The Department of Defense is temporarily stopping production of the Distinguished Warfare Medal while it reviews complaints, the Associated Press reports. According to an unnamed government official, Defense Secretary Chuck Hagel has ordered a review of the medal, which was announced last month. Unlike other medals of its type, the Distinguished Warfare Medal would be awarded for exceptional accomplishments that do not involve "acts of valor" or bodily risk; it's meant to reward achievement in things like cyberwarfare or drone warfare.

"Placing the Distinguished Warfare Medal above the Bronze Star and Purple Heart diminishes the significance of awards earned by risking one’s life."

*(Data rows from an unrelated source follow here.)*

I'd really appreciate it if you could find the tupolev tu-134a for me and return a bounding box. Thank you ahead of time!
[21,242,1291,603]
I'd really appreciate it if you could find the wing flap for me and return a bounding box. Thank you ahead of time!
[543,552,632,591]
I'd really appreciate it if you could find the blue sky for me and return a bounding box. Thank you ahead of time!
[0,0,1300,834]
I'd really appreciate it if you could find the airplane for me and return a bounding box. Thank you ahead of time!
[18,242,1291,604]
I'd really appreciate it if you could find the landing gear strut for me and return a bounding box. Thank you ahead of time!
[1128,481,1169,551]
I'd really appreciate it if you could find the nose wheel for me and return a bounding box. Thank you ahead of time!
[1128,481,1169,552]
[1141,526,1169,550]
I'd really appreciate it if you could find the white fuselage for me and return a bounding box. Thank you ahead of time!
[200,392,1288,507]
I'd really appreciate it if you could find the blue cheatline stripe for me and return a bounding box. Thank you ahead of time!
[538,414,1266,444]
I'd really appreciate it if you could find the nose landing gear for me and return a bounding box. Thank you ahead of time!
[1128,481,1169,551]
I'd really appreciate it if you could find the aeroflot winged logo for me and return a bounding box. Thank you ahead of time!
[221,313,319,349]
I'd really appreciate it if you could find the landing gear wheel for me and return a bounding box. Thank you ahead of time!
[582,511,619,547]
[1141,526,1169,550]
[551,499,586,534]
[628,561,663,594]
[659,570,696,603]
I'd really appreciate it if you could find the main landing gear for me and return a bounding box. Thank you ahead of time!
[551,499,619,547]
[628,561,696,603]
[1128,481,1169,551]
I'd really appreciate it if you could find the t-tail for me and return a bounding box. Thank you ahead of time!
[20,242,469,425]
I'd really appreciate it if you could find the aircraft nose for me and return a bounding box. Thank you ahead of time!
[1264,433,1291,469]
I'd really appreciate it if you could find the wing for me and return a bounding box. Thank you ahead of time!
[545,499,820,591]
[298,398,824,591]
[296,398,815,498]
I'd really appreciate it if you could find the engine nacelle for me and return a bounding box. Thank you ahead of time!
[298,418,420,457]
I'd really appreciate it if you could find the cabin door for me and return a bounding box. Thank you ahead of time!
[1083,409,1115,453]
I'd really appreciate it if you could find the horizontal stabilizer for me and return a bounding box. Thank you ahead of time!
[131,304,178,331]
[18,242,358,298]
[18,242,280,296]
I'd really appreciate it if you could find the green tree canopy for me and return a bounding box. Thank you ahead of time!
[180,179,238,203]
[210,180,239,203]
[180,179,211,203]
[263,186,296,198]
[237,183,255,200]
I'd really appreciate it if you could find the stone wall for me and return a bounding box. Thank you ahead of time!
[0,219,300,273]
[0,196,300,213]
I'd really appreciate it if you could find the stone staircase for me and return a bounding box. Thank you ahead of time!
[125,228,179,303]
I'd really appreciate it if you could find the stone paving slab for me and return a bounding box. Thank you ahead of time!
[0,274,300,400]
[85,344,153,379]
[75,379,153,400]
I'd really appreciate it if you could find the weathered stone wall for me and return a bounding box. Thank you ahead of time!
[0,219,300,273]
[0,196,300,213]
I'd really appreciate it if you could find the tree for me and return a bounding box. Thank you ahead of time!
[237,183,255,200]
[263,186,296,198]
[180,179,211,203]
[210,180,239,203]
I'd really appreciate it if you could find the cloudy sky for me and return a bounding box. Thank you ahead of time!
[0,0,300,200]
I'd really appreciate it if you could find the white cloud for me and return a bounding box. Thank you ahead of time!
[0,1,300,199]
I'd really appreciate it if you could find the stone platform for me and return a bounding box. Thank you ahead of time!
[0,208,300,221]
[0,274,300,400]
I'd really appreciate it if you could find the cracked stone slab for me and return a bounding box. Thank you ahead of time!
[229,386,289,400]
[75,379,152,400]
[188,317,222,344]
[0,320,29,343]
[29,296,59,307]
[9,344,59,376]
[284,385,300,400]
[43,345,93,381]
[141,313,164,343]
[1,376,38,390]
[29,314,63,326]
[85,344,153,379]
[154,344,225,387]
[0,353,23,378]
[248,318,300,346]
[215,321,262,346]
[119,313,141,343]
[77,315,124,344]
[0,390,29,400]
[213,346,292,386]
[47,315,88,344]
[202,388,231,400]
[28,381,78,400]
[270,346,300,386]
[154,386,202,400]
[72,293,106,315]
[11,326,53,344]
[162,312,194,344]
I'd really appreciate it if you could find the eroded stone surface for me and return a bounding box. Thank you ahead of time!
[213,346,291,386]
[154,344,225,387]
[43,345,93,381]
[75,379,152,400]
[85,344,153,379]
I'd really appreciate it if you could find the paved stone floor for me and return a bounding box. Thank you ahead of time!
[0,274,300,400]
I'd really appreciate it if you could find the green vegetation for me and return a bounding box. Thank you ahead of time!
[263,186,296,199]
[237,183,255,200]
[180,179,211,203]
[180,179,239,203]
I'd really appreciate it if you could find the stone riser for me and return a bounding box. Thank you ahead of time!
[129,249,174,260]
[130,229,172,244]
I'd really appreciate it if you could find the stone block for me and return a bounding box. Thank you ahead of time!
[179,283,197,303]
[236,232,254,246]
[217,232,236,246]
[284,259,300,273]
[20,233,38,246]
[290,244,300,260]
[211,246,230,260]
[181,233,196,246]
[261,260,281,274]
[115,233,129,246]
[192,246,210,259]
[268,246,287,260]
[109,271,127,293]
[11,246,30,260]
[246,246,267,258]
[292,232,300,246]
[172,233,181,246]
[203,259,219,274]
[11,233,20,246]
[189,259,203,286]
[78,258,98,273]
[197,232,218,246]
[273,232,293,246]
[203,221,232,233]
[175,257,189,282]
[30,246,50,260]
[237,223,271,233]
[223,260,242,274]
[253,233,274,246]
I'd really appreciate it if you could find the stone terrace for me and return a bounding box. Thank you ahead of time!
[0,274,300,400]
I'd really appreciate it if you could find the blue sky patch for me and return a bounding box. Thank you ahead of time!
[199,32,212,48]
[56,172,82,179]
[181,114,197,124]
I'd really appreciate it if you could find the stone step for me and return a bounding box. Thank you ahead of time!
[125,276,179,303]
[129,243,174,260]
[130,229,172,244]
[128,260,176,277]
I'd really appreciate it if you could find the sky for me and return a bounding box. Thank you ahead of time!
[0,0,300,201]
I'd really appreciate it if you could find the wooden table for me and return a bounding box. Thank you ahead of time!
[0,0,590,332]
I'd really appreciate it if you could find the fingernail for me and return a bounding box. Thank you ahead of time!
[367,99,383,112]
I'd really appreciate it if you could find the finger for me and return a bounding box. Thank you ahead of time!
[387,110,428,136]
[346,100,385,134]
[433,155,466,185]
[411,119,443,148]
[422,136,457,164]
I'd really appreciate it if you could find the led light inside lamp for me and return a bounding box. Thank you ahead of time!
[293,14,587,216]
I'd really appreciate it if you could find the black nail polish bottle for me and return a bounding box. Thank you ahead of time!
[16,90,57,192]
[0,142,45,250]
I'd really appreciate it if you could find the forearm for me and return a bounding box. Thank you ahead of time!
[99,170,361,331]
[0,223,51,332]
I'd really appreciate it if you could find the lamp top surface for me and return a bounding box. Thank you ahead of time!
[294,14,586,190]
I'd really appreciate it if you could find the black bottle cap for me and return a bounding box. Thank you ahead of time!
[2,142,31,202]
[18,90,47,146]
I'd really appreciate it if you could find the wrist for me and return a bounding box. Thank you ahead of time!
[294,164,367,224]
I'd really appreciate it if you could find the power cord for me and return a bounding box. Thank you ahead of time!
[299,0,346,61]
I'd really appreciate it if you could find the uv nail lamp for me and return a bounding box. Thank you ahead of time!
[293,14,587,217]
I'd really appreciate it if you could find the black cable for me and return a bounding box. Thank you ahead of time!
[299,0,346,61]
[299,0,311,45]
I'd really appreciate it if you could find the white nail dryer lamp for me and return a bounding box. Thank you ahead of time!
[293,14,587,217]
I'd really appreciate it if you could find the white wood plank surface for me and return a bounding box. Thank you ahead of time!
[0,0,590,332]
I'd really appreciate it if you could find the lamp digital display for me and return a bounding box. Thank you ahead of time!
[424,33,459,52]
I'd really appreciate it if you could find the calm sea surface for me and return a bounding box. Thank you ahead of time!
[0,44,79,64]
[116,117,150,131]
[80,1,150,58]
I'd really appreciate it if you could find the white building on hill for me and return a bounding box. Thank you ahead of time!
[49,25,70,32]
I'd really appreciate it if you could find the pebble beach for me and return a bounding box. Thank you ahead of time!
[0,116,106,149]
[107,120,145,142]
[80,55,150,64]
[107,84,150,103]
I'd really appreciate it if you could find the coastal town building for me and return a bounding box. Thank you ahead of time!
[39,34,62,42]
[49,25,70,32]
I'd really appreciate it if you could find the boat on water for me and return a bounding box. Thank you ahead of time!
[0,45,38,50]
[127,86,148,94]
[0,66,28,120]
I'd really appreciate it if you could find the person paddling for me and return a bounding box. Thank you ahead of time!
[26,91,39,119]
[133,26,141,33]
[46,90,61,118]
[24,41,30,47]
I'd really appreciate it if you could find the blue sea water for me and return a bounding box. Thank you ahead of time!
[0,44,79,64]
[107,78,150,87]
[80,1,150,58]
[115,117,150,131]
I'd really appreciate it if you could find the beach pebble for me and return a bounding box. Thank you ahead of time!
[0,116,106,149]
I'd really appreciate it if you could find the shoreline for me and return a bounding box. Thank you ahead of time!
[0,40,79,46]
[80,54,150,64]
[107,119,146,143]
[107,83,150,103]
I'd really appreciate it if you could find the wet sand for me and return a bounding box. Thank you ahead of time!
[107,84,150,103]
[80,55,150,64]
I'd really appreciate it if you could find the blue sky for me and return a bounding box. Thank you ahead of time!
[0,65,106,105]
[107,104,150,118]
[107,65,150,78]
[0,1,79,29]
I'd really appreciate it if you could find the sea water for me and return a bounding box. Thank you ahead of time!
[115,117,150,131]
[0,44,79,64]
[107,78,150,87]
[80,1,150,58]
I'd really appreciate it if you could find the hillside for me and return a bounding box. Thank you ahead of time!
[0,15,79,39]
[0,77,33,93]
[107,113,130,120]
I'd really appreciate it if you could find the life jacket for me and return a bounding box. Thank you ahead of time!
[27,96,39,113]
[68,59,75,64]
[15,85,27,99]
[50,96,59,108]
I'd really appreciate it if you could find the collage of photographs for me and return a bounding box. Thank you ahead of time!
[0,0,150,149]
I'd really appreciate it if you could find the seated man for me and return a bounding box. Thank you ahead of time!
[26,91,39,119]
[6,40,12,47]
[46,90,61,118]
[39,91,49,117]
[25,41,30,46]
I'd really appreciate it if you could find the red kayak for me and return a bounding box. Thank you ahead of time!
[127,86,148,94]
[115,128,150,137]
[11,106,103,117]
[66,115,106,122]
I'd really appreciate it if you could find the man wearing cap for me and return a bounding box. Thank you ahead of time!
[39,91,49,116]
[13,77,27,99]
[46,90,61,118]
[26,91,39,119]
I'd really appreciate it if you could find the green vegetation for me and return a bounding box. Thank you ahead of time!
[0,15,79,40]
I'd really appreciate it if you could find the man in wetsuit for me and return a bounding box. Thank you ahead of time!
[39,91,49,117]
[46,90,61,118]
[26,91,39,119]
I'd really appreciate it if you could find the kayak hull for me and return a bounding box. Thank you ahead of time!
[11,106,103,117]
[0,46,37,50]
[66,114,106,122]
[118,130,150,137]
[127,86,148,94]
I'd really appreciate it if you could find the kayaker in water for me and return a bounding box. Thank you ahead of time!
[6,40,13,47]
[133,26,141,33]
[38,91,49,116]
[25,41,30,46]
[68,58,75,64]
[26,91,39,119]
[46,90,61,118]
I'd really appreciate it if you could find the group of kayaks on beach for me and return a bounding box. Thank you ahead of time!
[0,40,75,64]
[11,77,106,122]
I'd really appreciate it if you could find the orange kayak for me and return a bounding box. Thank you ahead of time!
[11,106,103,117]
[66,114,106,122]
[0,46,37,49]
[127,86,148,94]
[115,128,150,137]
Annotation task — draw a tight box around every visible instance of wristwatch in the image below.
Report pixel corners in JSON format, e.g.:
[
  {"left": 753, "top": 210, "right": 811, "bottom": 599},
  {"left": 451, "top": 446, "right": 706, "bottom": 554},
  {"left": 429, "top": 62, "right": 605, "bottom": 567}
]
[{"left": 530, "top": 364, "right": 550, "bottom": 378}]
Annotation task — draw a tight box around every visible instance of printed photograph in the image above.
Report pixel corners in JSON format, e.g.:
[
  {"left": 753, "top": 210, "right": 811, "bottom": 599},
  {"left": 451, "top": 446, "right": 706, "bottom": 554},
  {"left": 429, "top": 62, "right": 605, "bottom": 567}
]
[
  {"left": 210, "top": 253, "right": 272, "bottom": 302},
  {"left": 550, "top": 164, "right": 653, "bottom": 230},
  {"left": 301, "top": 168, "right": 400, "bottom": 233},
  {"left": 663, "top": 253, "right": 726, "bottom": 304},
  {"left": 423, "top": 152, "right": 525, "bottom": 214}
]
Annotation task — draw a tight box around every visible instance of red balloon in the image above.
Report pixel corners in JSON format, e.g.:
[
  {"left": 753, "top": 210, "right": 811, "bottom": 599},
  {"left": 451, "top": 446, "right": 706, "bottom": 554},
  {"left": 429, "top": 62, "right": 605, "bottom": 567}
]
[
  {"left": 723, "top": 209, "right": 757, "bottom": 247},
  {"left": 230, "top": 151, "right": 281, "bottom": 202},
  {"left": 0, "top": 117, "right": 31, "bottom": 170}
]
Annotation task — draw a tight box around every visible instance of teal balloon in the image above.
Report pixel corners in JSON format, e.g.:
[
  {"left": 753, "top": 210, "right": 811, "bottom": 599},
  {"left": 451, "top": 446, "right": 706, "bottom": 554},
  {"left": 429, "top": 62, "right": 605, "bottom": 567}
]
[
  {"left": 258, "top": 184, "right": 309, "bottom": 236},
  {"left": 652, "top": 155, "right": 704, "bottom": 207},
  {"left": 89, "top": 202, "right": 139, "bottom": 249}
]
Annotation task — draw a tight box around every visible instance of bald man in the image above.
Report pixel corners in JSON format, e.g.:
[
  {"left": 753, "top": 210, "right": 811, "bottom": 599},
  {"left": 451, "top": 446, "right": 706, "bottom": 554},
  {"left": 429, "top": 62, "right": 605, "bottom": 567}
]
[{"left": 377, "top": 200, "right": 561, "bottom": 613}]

But the medal's high placement in the order of precedence — it's above the Bronze Star — and the fact that it doesn't involve a threat of harm to the recipient has led people to protest it. 22 senators have asked Hagel to reconsider the medal, saying that "Placing the Distinguished Warfare Medal above the Bronze Star and Purple Heart diminishes the significance of awards earned by risking one’s life in direct combat or through acts of heroism." Bills in the House and Senate would lower the ranking of the medal, removing much of its significance as a way to award high honors for non-traditional combat, which do not involve combat risk but can carry equivalent long-term stress.

According to the AP, Chairman of the Joint Chiefs of Staff Gen. Martin Dempsey will consider whether these complaints over precedence have merit; if they do, the medal would likely need to be renamed and redesigned. While we haven't been able to obtain confirmation, an official statement on the matter is apparently set for later today, with a report due in 30 days.